Etwas spät ist das zweite Heft des 11. Jahrgangs (2005) der Zeitschrift Soziale Systeme erschienen. Es versammelt sehr anregende Aufsätze zu unterschiedlichen systemtheoretischen Fragestellungen. Werner Vogd setzt die Luhmannsche Theorie funktionaler Differenzierung auf die Analyse des Gesundheitssystems an und unterscheidet dabei zwischen Medizin, medizinischer Wissenschaft, medizinischen Organisationen auf der einen und den so genannten Gesundheitswissenschaft und der Gesundheitspolitik auf der anderen Seite. Sein Resümee: Teile des gesundheitswissenschaftlichen Diskurses erscheinen nun als eine an die Politik angekoppelte Einheitssemantik, welche einen Zentralwert proklamiert, der sich jedoch im Sinne der Differenzstruktur der modernen Gesellschaft weder in der Medizin, noch in der Wissenschaft als Funktionsbezug wieder findet. Rolf Nichelmann und Alexander Paquée versuchen eine funktionale Spezifizierung des Ethnizitätsbegriffes vorzunehmen, die auf der Unterscheidung von Risiko/Gefahr fußt und das Relevantwerden ethnischer Semantiken für das politische System als Vertrauenskrise zu beschreiben ermöglichen soll. Camilla Sløks englischsprachiger Beitrag befasst sich mit Niklas Luhmanns zweideutiger Haltung zur Religion, die aus ihrer Sicht mit der Annahme einer internen Differenzierung des Religionssystems aufgelöst werden kann, mit der Religion als Kirche von Religion als Reflexion unterschieden wird.
Ein weiterer englischer Beitrag von Michael Schiltz et al. untersucht die gesellschaftliche Bedeutung der Open Access Bewegung, die so die Autoren, zur Verbreitung nichtlokaler, globaler ‚epistemic communities‘ beigetragen und neue Definitionen von Information und Eigentum geschaffen. Thomas Kron und Lars Winter versuchen in einem interessanten Artikel, die Luhmannsche Systemtheorie auf eine Modellierung mittels Fuzzy-Logik umzustellen und somit die Theorie autopoietischer Sozialsysteme in Richtung einer Theorie der Fuzzy-Systems fortzuentwickeln.
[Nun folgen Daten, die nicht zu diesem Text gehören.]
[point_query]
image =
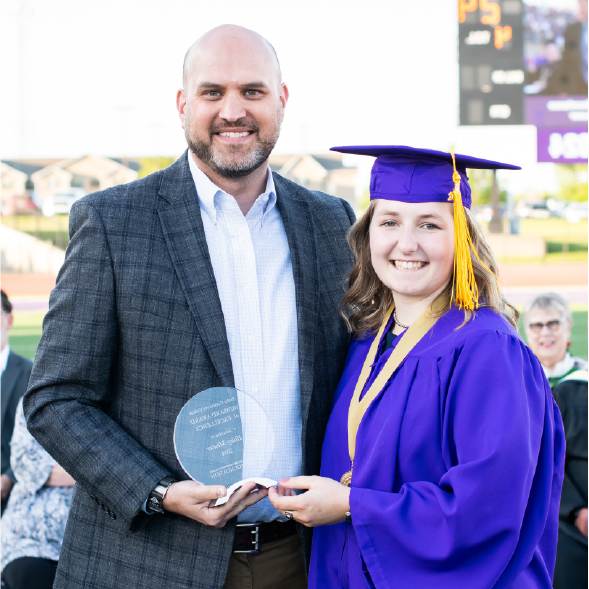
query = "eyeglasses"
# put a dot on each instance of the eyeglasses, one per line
(552, 325)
Uwe Schimank widmet sich der Frage, inwieweit das Konzept der funktionalen Differenzierung der modernen Gesellschaft mit Vorstellungen vereinbar ist, die bestimmten Teilsystemen einen gesellschaftsweiten Primat zusprechen.
Zwei weitere Aufsätze von Tobias Werron und Daniel B. Lee widmen sich der Quantifizierung in der Welt des Sports und dem Verhältnis von Barbershop Quartett-Gesang und Gesellschaft.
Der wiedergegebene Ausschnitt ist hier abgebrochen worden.